Monday, April 24, 2006

Lord of the Flies and the Lord of Creation

Lord of the Flies and the Lord of Creation

Tomorrow is Yom Hashoah, which is Holocaust Remembrance Day. This is an important day to remember what godless human beings are capable of, what we are capable of, without the divine intervention of God. I am also reminded of William Golding’s novel, The Lord of the Flies. When he wrote his novel, Golding was wrestling with the disturbing realities of the Holocaust that was still coming to light in the late forties and early fifties. How could such a civilized, refined and advanced culture (Germans) be so ruthless, barbaric and evil? How could the 20th Century, the great century of promise, end up being one of the bloodiest centuries in human history?

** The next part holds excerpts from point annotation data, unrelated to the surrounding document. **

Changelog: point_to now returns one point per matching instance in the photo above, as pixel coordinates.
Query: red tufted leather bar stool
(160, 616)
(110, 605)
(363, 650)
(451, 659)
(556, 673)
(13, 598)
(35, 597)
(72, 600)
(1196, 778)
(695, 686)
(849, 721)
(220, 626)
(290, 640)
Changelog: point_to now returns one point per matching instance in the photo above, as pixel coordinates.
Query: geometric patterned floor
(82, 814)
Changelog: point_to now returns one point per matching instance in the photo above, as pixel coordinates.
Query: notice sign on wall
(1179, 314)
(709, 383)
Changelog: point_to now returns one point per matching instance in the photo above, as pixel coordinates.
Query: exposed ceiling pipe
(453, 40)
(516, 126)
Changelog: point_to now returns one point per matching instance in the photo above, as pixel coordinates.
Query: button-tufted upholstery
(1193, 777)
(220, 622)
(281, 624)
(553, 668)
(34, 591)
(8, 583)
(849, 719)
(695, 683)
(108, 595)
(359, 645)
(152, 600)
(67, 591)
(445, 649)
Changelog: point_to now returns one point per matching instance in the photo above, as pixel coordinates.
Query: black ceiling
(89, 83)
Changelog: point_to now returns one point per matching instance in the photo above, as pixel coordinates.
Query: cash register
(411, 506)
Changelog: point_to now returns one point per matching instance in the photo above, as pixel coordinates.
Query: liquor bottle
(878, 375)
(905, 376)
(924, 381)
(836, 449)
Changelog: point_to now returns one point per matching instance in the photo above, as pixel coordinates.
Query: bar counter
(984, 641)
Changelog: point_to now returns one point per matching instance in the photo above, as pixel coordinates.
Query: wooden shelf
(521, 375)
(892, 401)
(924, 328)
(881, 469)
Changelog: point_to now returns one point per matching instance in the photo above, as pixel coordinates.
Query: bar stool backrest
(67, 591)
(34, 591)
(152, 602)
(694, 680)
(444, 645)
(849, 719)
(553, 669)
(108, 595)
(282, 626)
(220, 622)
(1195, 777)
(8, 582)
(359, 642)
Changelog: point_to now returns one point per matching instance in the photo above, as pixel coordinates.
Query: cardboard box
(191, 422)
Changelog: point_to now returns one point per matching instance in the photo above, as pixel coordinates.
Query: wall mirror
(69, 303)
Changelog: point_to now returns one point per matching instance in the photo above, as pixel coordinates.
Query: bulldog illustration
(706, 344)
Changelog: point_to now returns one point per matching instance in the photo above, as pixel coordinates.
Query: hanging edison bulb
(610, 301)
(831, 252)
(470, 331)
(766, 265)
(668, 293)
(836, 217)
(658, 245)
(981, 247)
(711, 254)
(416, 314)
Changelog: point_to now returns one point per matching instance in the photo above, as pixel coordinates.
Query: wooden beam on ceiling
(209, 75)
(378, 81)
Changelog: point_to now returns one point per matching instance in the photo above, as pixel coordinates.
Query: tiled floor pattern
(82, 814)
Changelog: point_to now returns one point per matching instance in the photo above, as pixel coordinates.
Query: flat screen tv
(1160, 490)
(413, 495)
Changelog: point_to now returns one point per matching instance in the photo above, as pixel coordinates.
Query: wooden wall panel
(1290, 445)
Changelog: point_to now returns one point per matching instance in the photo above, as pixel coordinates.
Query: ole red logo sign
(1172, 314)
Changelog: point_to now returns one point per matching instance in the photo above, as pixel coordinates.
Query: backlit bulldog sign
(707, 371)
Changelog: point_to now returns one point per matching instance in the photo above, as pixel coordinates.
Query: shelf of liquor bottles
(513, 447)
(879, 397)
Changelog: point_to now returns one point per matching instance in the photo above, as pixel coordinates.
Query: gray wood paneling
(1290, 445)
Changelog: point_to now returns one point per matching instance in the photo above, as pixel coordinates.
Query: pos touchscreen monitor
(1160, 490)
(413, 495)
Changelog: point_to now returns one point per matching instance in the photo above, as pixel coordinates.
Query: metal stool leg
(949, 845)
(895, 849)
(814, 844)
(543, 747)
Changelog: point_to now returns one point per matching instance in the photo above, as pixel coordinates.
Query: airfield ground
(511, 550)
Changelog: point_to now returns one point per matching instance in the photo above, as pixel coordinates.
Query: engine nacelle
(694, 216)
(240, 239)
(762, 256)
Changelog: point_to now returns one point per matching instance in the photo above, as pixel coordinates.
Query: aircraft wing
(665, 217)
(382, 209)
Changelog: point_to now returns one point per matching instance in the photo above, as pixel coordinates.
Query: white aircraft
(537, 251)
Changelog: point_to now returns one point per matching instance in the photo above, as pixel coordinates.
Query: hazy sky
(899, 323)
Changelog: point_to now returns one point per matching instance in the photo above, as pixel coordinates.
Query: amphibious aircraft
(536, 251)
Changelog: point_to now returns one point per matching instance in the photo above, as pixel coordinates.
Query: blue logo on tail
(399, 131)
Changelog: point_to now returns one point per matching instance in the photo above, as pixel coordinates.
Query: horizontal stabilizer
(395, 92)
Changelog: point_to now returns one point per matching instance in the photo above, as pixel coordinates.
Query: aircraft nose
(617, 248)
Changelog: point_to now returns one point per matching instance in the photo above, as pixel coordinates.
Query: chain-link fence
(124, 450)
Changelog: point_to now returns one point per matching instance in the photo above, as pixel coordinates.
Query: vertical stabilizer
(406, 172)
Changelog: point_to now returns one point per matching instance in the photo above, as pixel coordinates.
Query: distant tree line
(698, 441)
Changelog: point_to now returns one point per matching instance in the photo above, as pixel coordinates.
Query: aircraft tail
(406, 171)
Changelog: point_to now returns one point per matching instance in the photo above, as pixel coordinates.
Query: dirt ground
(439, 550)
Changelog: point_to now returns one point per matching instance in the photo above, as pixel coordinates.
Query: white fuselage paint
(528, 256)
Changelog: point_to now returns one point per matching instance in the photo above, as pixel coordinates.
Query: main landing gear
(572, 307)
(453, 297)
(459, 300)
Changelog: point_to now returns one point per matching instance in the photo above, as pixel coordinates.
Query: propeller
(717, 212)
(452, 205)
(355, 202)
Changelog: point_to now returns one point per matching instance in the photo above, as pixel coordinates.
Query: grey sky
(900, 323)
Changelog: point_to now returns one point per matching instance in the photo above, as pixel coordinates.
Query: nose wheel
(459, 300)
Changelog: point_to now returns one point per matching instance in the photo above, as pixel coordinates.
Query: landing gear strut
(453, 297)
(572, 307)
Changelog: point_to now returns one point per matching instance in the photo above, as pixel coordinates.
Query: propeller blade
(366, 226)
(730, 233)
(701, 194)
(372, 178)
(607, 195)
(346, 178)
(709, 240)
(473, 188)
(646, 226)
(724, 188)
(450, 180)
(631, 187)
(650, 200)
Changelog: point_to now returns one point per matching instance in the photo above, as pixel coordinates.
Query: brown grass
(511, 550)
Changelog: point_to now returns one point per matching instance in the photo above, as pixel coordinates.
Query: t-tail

Golding’s premise is that evil is inherent in all humanity. Golding argued that if human beings find themselves immersed in a deluge of fear and chaos, then the evil within them will surface. This is the scenario he creates on his deserted island filled with stranded British schoolboys.

Ever since William Golding published The Lord of the Flies, in 1953, his novel has been a staple text in English-speaking classrooms around the globe. Students and teachers have wrestled with Golding’s ideas about evil. The story about civilized, well-bred school children becoming ruthless savages and murderers is just as disturbing today as when it was published—perhaps more so given the recent onslaught of school-age killings all over the globe.

If you are familiar with the novel, then you will know that the boys establish a democracy to govern themselves. But it doesn’t take long before the democracy deteriorates and a self-serving, fascist-like dictatorship emerges. Fear of a “beastie” on the island combined with general disorder leads to the rise of evil. Three children die in the story: one is killed as a result of negligence. A second is murdered while the children are chaotically dancing and in a state of terror. A third is murdered deliberately and calculatingly.

As the microcosmic civilisation declines on the island, so does the macrocosm of the global civilization. Golding sets his book in a fictional Nuclear Holocaust, where fear and chaos on a global scale has resulted in a globally destructive nuclear war. As the nuclear war lays waste to the planet, the island is likewise destroyed by a fire the boys start in order to smoke out and murder a boy named Ralph. The boy, Ralph, who at the outset of the novel was the democratically elected leader, becomes the hunted at the end of the novel.

All is lost, so it seems, until a British Naval officer appears and rescues Ralph and the boys. The officer’s presence intervenes and, with his Battle Cruiser and weapons, restores order and a sense of safety. The irony is that the boys are rescued from a wasted and destroyed paradisiacal island, only to be delivered to a wasted and destroyed planet. Golding leaves his readers with a resonating question: who will intervene for humanity? Who will save us from our own evil?

Golding has no answer to give. Looking to Freud, Golding tries to explain the “good” in humanity as the result of the “superego”—a sense of shame and guilt imposed on us by our parents and authority figures. The superego suppresses our animalistic and evil desires, which he dubs the “id.”

If Golding only understood that man is created in the image of God and we bear His communicable attributes of goodness and kindness and mercy and compassion... If only Golding understood that the Lord of all Creation is sovereign over the affairs of men, restraining us from the total depravity, of which we are capable... If only Golding understood that there is indeed a Saviour who not only forgives us of our evil deeds, but also empowers us to live righteously. Golding asks, “Who will save us?” The answer is Jesus.

1 comment:

Jeremy W. Johnston said...

There is a boy on the island who acts as a Christ-figure. The boy’s name is Simon. It is Simon who is murdered during a wild night of fear and chaos. Simon was attempting to tell the others that there is no beast on the island and that there was nothing “out there” to fear. Simon came to understand that the only danger was the evil that would emerge in the boys themselves when fear and chaos are present. He hoped to save the boys by removing the element of fear. Unfortunately, the boys are too far gone and they supposedly mistake Simon for the beast and brutally tear him to shreds. Simon, the Christ figure, is dead. Golding believed that Jesus was treated the same way. He came to save humanity, but we killed him instead. He is right, except that Jesus did not stay dead. He rose from the dead. What a difference the Gospel makes! Where there is no hope, Jesus shines as the greatest hope of all.